Menos resistente al tormento, probablemente asustada por lo ocurrido a su madre, su hermana Águeda, alias la Mona, pidió audiencia para confesar el 20 de abril de 1724. En su declaración acusó a su abuela, Clara Fernández, a su madre, a su tía, a su hermano y a otras reclusas de judaizar. Águeda reconoció que durante su cárcel penitencial se reunía con estas personas para entonar oraciones hebraicas y practicar el ayuno propio de los judíos. Asimismo, confirmó las acusaciones hechas por dos mujeres, Josefa Rodríguez, la Pepa, y su sobrina, la Picha, que habían declarado que Manuel observaba la ley de Moisés.
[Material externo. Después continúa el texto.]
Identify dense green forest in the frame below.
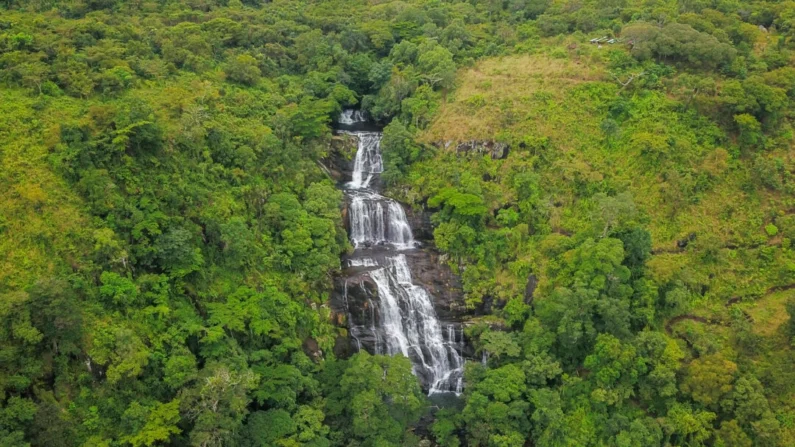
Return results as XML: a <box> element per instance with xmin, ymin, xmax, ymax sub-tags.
<box><xmin>0</xmin><ymin>0</ymin><xmax>795</xmax><ymax>447</ymax></box>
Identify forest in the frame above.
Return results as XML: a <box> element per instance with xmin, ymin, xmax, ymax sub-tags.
<box><xmin>0</xmin><ymin>0</ymin><xmax>795</xmax><ymax>447</ymax></box>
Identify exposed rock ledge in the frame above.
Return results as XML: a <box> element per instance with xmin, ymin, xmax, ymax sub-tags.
<box><xmin>434</xmin><ymin>140</ymin><xmax>510</xmax><ymax>160</ymax></box>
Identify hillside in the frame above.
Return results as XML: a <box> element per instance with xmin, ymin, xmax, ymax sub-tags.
<box><xmin>0</xmin><ymin>0</ymin><xmax>795</xmax><ymax>447</ymax></box>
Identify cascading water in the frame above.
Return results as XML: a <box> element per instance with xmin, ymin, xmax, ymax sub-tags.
<box><xmin>339</xmin><ymin>110</ymin><xmax>464</xmax><ymax>394</ymax></box>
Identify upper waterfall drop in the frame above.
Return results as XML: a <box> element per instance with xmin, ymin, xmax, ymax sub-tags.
<box><xmin>338</xmin><ymin>110</ymin><xmax>464</xmax><ymax>394</ymax></box>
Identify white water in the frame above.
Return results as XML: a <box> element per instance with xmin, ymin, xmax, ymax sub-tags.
<box><xmin>339</xmin><ymin>109</ymin><xmax>367</xmax><ymax>126</ymax></box>
<box><xmin>339</xmin><ymin>111</ymin><xmax>464</xmax><ymax>394</ymax></box>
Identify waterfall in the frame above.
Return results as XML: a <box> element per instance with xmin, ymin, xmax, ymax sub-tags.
<box><xmin>338</xmin><ymin>109</ymin><xmax>367</xmax><ymax>126</ymax></box>
<box><xmin>339</xmin><ymin>111</ymin><xmax>464</xmax><ymax>394</ymax></box>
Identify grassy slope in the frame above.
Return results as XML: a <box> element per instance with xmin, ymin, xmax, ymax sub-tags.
<box><xmin>0</xmin><ymin>89</ymin><xmax>91</xmax><ymax>290</ymax></box>
<box><xmin>409</xmin><ymin>47</ymin><xmax>795</xmax><ymax>436</ymax></box>
<box><xmin>422</xmin><ymin>47</ymin><xmax>791</xmax><ymax>301</ymax></box>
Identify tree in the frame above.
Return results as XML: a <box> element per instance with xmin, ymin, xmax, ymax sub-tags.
<box><xmin>680</xmin><ymin>354</ymin><xmax>737</xmax><ymax>407</ymax></box>
<box><xmin>224</xmin><ymin>54</ymin><xmax>262</xmax><ymax>85</ymax></box>
<box><xmin>417</xmin><ymin>43</ymin><xmax>456</xmax><ymax>90</ymax></box>
<box><xmin>180</xmin><ymin>365</ymin><xmax>259</xmax><ymax>447</ymax></box>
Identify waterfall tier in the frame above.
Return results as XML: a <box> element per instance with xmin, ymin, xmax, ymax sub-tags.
<box><xmin>339</xmin><ymin>111</ymin><xmax>464</xmax><ymax>394</ymax></box>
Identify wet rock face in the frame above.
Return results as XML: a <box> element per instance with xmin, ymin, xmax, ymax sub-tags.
<box><xmin>323</xmin><ymin>133</ymin><xmax>358</xmax><ymax>183</ymax></box>
<box><xmin>406</xmin><ymin>250</ymin><xmax>468</xmax><ymax>323</ymax></box>
<box><xmin>403</xmin><ymin>206</ymin><xmax>433</xmax><ymax>245</ymax></box>
<box><xmin>331</xmin><ymin>247</ymin><xmax>470</xmax><ymax>358</ymax></box>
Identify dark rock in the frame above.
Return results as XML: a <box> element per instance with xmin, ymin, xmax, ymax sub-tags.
<box><xmin>437</xmin><ymin>140</ymin><xmax>511</xmax><ymax>160</ymax></box>
<box><xmin>323</xmin><ymin>133</ymin><xmax>359</xmax><ymax>183</ymax></box>
<box><xmin>405</xmin><ymin>249</ymin><xmax>468</xmax><ymax>325</ymax></box>
<box><xmin>403</xmin><ymin>206</ymin><xmax>433</xmax><ymax>244</ymax></box>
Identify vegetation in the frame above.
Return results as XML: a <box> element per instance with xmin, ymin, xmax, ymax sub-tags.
<box><xmin>0</xmin><ymin>0</ymin><xmax>795</xmax><ymax>447</ymax></box>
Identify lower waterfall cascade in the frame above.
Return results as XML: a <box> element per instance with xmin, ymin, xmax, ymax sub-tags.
<box><xmin>339</xmin><ymin>110</ymin><xmax>464</xmax><ymax>395</ymax></box>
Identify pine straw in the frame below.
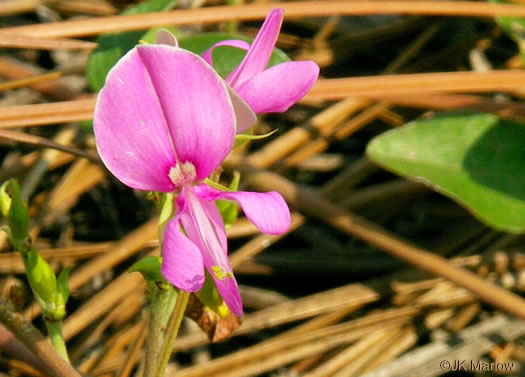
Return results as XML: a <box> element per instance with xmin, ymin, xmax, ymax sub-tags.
<box><xmin>0</xmin><ymin>0</ymin><xmax>525</xmax><ymax>377</ymax></box>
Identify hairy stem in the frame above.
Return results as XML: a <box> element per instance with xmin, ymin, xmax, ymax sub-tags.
<box><xmin>154</xmin><ymin>290</ymin><xmax>190</xmax><ymax>377</ymax></box>
<box><xmin>46</xmin><ymin>320</ymin><xmax>69</xmax><ymax>362</ymax></box>
<box><xmin>143</xmin><ymin>286</ymin><xmax>176</xmax><ymax>377</ymax></box>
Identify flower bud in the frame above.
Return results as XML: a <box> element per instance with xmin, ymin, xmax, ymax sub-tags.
<box><xmin>22</xmin><ymin>249</ymin><xmax>57</xmax><ymax>306</ymax></box>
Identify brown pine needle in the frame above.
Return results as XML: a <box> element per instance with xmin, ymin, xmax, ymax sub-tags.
<box><xmin>306</xmin><ymin>71</ymin><xmax>525</xmax><ymax>100</ymax></box>
<box><xmin>0</xmin><ymin>130</ymin><xmax>100</xmax><ymax>162</ymax></box>
<box><xmin>0</xmin><ymin>97</ymin><xmax>95</xmax><ymax>128</ymax></box>
<box><xmin>0</xmin><ymin>30</ymin><xmax>97</xmax><ymax>50</ymax></box>
<box><xmin>4</xmin><ymin>1</ymin><xmax>525</xmax><ymax>38</ymax></box>
<box><xmin>0</xmin><ymin>0</ymin><xmax>44</xmax><ymax>16</ymax></box>
<box><xmin>0</xmin><ymin>72</ymin><xmax>62</xmax><ymax>92</ymax></box>
<box><xmin>0</xmin><ymin>71</ymin><xmax>525</xmax><ymax>128</ymax></box>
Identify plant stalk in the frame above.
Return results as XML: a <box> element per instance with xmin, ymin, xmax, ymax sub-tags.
<box><xmin>154</xmin><ymin>290</ymin><xmax>190</xmax><ymax>377</ymax></box>
<box><xmin>143</xmin><ymin>285</ymin><xmax>176</xmax><ymax>377</ymax></box>
<box><xmin>45</xmin><ymin>320</ymin><xmax>69</xmax><ymax>363</ymax></box>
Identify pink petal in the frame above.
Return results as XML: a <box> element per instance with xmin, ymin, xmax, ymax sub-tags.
<box><xmin>194</xmin><ymin>184</ymin><xmax>290</xmax><ymax>235</ymax></box>
<box><xmin>226</xmin><ymin>9</ymin><xmax>284</xmax><ymax>89</ymax></box>
<box><xmin>93</xmin><ymin>49</ymin><xmax>175</xmax><ymax>192</ymax></box>
<box><xmin>137</xmin><ymin>45</ymin><xmax>236</xmax><ymax>180</ymax></box>
<box><xmin>181</xmin><ymin>186</ymin><xmax>242</xmax><ymax>315</ymax></box>
<box><xmin>201</xmin><ymin>39</ymin><xmax>250</xmax><ymax>66</ymax></box>
<box><xmin>236</xmin><ymin>61</ymin><xmax>319</xmax><ymax>114</ymax></box>
<box><xmin>161</xmin><ymin>200</ymin><xmax>204</xmax><ymax>292</ymax></box>
<box><xmin>226</xmin><ymin>84</ymin><xmax>257</xmax><ymax>133</ymax></box>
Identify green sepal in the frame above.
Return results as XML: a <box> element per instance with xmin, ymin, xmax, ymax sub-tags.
<box><xmin>128</xmin><ymin>255</ymin><xmax>164</xmax><ymax>282</ymax></box>
<box><xmin>141</xmin><ymin>26</ymin><xmax>182</xmax><ymax>44</ymax></box>
<box><xmin>233</xmin><ymin>129</ymin><xmax>279</xmax><ymax>148</ymax></box>
<box><xmin>197</xmin><ymin>270</ymin><xmax>230</xmax><ymax>318</ymax></box>
<box><xmin>55</xmin><ymin>267</ymin><xmax>71</xmax><ymax>314</ymax></box>
<box><xmin>215</xmin><ymin>171</ymin><xmax>241</xmax><ymax>228</ymax></box>
<box><xmin>159</xmin><ymin>192</ymin><xmax>175</xmax><ymax>244</ymax></box>
<box><xmin>22</xmin><ymin>249</ymin><xmax>57</xmax><ymax>309</ymax></box>
<box><xmin>0</xmin><ymin>180</ymin><xmax>12</xmax><ymax>218</ymax></box>
<box><xmin>7</xmin><ymin>179</ymin><xmax>29</xmax><ymax>247</ymax></box>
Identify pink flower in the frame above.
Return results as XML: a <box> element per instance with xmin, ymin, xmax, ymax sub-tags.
<box><xmin>94</xmin><ymin>9</ymin><xmax>317</xmax><ymax>315</ymax></box>
<box><xmin>202</xmin><ymin>9</ymin><xmax>319</xmax><ymax>132</ymax></box>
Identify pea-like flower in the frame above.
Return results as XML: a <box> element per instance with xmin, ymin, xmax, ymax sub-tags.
<box><xmin>94</xmin><ymin>9</ymin><xmax>318</xmax><ymax>315</ymax></box>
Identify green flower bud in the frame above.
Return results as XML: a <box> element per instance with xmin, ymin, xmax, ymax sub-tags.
<box><xmin>22</xmin><ymin>249</ymin><xmax>57</xmax><ymax>302</ymax></box>
<box><xmin>128</xmin><ymin>255</ymin><xmax>164</xmax><ymax>282</ymax></box>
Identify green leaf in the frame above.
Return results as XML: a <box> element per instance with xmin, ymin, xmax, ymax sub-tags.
<box><xmin>179</xmin><ymin>32</ymin><xmax>290</xmax><ymax>78</ymax></box>
<box><xmin>7</xmin><ymin>179</ymin><xmax>29</xmax><ymax>244</ymax></box>
<box><xmin>233</xmin><ymin>128</ymin><xmax>279</xmax><ymax>149</ymax></box>
<box><xmin>367</xmin><ymin>113</ymin><xmax>525</xmax><ymax>232</ymax></box>
<box><xmin>128</xmin><ymin>255</ymin><xmax>163</xmax><ymax>282</ymax></box>
<box><xmin>86</xmin><ymin>0</ymin><xmax>176</xmax><ymax>92</ymax></box>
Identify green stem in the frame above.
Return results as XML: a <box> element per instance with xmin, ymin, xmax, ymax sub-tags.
<box><xmin>155</xmin><ymin>290</ymin><xmax>190</xmax><ymax>377</ymax></box>
<box><xmin>46</xmin><ymin>320</ymin><xmax>69</xmax><ymax>363</ymax></box>
<box><xmin>143</xmin><ymin>285</ymin><xmax>176</xmax><ymax>377</ymax></box>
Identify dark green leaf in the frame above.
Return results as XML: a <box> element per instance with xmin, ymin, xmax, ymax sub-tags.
<box><xmin>7</xmin><ymin>179</ymin><xmax>29</xmax><ymax>242</ymax></box>
<box><xmin>367</xmin><ymin>113</ymin><xmax>525</xmax><ymax>232</ymax></box>
<box><xmin>86</xmin><ymin>0</ymin><xmax>176</xmax><ymax>92</ymax></box>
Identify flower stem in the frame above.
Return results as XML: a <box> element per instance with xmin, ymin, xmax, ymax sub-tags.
<box><xmin>45</xmin><ymin>320</ymin><xmax>69</xmax><ymax>363</ymax></box>
<box><xmin>143</xmin><ymin>285</ymin><xmax>177</xmax><ymax>377</ymax></box>
<box><xmin>155</xmin><ymin>290</ymin><xmax>190</xmax><ymax>377</ymax></box>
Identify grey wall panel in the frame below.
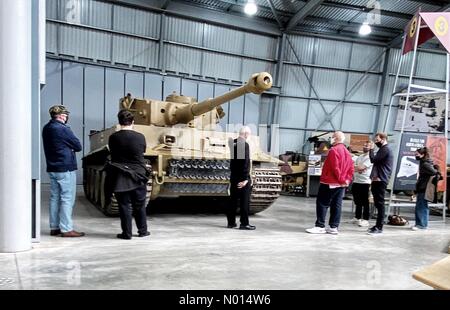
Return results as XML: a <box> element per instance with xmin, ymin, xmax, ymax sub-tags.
<box><xmin>281</xmin><ymin>65</ymin><xmax>314</xmax><ymax>97</ymax></box>
<box><xmin>163</xmin><ymin>76</ymin><xmax>181</xmax><ymax>100</ymax></box>
<box><xmin>203</xmin><ymin>52</ymin><xmax>242</xmax><ymax>81</ymax></box>
<box><xmin>144</xmin><ymin>73</ymin><xmax>162</xmax><ymax>100</ymax></box>
<box><xmin>204</xmin><ymin>24</ymin><xmax>244</xmax><ymax>54</ymax></box>
<box><xmin>307</xmin><ymin>100</ymin><xmax>342</xmax><ymax>130</ymax></box>
<box><xmin>244</xmin><ymin>33</ymin><xmax>277</xmax><ymax>59</ymax></box>
<box><xmin>413</xmin><ymin>79</ymin><xmax>445</xmax><ymax>89</ymax></box>
<box><xmin>86</xmin><ymin>31</ymin><xmax>112</xmax><ymax>61</ymax></box>
<box><xmin>63</xmin><ymin>63</ymin><xmax>84</xmax><ymax>184</ymax></box>
<box><xmin>83</xmin><ymin>66</ymin><xmax>105</xmax><ymax>155</ymax></box>
<box><xmin>180</xmin><ymin>80</ymin><xmax>198</xmax><ymax>98</ymax></box>
<box><xmin>41</xmin><ymin>60</ymin><xmax>62</xmax><ymax>183</ymax></box>
<box><xmin>284</xmin><ymin>36</ymin><xmax>316</xmax><ymax>64</ymax></box>
<box><xmin>60</xmin><ymin>26</ymin><xmax>89</xmax><ymax>57</ymax></box>
<box><xmin>347</xmin><ymin>73</ymin><xmax>381</xmax><ymax>103</ymax></box>
<box><xmin>279</xmin><ymin>129</ymin><xmax>304</xmax><ymax>154</ymax></box>
<box><xmin>244</xmin><ymin>94</ymin><xmax>260</xmax><ymax>129</ymax></box>
<box><xmin>416</xmin><ymin>52</ymin><xmax>447</xmax><ymax>81</ymax></box>
<box><xmin>350</xmin><ymin>43</ymin><xmax>384</xmax><ymax>71</ymax></box>
<box><xmin>125</xmin><ymin>72</ymin><xmax>144</xmax><ymax>98</ymax></box>
<box><xmin>114</xmin><ymin>5</ymin><xmax>161</xmax><ymax>38</ymax></box>
<box><xmin>388</xmin><ymin>49</ymin><xmax>413</xmax><ymax>75</ymax></box>
<box><xmin>113</xmin><ymin>36</ymin><xmax>158</xmax><ymax>68</ymax></box>
<box><xmin>213</xmin><ymin>84</ymin><xmax>230</xmax><ymax>131</ymax></box>
<box><xmin>164</xmin><ymin>17</ymin><xmax>204</xmax><ymax>46</ymax></box>
<box><xmin>241</xmin><ymin>59</ymin><xmax>275</xmax><ymax>81</ymax></box>
<box><xmin>228</xmin><ymin>89</ymin><xmax>244</xmax><ymax>128</ymax></box>
<box><xmin>316</xmin><ymin>39</ymin><xmax>352</xmax><ymax>68</ymax></box>
<box><xmin>45</xmin><ymin>0</ymin><xmax>58</xmax><ymax>19</ymax></box>
<box><xmin>45</xmin><ymin>24</ymin><xmax>58</xmax><ymax>54</ymax></box>
<box><xmin>341</xmin><ymin>103</ymin><xmax>377</xmax><ymax>132</ymax></box>
<box><xmin>279</xmin><ymin>98</ymin><xmax>308</xmax><ymax>128</ymax></box>
<box><xmin>164</xmin><ymin>44</ymin><xmax>202</xmax><ymax>75</ymax></box>
<box><xmin>313</xmin><ymin>69</ymin><xmax>348</xmax><ymax>99</ymax></box>
<box><xmin>105</xmin><ymin>69</ymin><xmax>125</xmax><ymax>128</ymax></box>
<box><xmin>58</xmin><ymin>0</ymin><xmax>112</xmax><ymax>29</ymax></box>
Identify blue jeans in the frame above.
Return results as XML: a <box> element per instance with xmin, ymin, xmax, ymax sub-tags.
<box><xmin>416</xmin><ymin>193</ymin><xmax>430</xmax><ymax>229</ymax></box>
<box><xmin>48</xmin><ymin>171</ymin><xmax>77</xmax><ymax>232</ymax></box>
<box><xmin>316</xmin><ymin>184</ymin><xmax>345</xmax><ymax>228</ymax></box>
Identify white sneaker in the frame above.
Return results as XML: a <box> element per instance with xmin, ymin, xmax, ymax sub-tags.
<box><xmin>306</xmin><ymin>227</ymin><xmax>327</xmax><ymax>234</ymax></box>
<box><xmin>326</xmin><ymin>227</ymin><xmax>339</xmax><ymax>235</ymax></box>
<box><xmin>358</xmin><ymin>220</ymin><xmax>369</xmax><ymax>227</ymax></box>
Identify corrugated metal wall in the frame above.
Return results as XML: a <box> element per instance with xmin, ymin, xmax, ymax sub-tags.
<box><xmin>41</xmin><ymin>59</ymin><xmax>259</xmax><ymax>184</ymax></box>
<box><xmin>278</xmin><ymin>36</ymin><xmax>384</xmax><ymax>152</ymax></box>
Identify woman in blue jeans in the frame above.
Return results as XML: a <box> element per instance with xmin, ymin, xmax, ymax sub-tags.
<box><xmin>412</xmin><ymin>147</ymin><xmax>438</xmax><ymax>230</ymax></box>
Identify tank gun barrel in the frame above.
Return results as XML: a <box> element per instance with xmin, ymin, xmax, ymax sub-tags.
<box><xmin>175</xmin><ymin>72</ymin><xmax>272</xmax><ymax>123</ymax></box>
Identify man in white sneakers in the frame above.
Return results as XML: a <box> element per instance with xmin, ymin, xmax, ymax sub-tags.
<box><xmin>352</xmin><ymin>141</ymin><xmax>373</xmax><ymax>227</ymax></box>
<box><xmin>306</xmin><ymin>131</ymin><xmax>354</xmax><ymax>235</ymax></box>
Según se supo, en la tienda de comestibles de la Pepa, Manuel de Castro leía el libro de Miguel de Montreal Engaños de muxeres y desengaño de hombres, y recitaba salmos de David. Fue también allí donde la Pepa comunicó haber leído en la catedral un edicto contra la memoria del abuelo de Manuel, Diego Díaz, alias Tablillas, muerto en la cárcel de la penitencia, cuyos huesos fueron quemados el 21 de febrero de 1723, ante lo cual Manuel respondió diciendo que su abuelo estaba en el Cielo y que lo que había ardido era "un palo".
A las acusaciones de su hermana se sumaron las de su tía, Rosa Díaz, y su madre, realizada el 4 de mayo. Manuel de Castro fue condenado a la hoguera el 9 de agosto de 1723 por "impenitente, negativo y relaxo". Buscando la salvación de su alma, mediante la confesión de sus delitos y el arrepentimiento de sus pecados, los inquisidores mantuvieron con el reo varias audiencias especiales con calificadores del Santo Oficio. Finalmente, el 12 de mayo de 1724, el condenado, alias Abraham, confesó que durante toda su vida había practicado la religión hebraica. El reconocimiento de sus yerros puso fin a un proceso en el que todos los acusados fueron declarados culpables, incluso Mariana Díaz, que antes de confesar había sido sentenciada a la reconciliación con la Iglesia.
El 23 de julio de 1724, el clan familiar fue conducido al convento de San Pablo. Allí se celebró un auto de fe público en el que se leyeron las sentencias. Relajados al brazo secular, Manuel, Mariana, Rosa y Águeda fueron ejecutados en la hoguera en el Campo de San Francisco.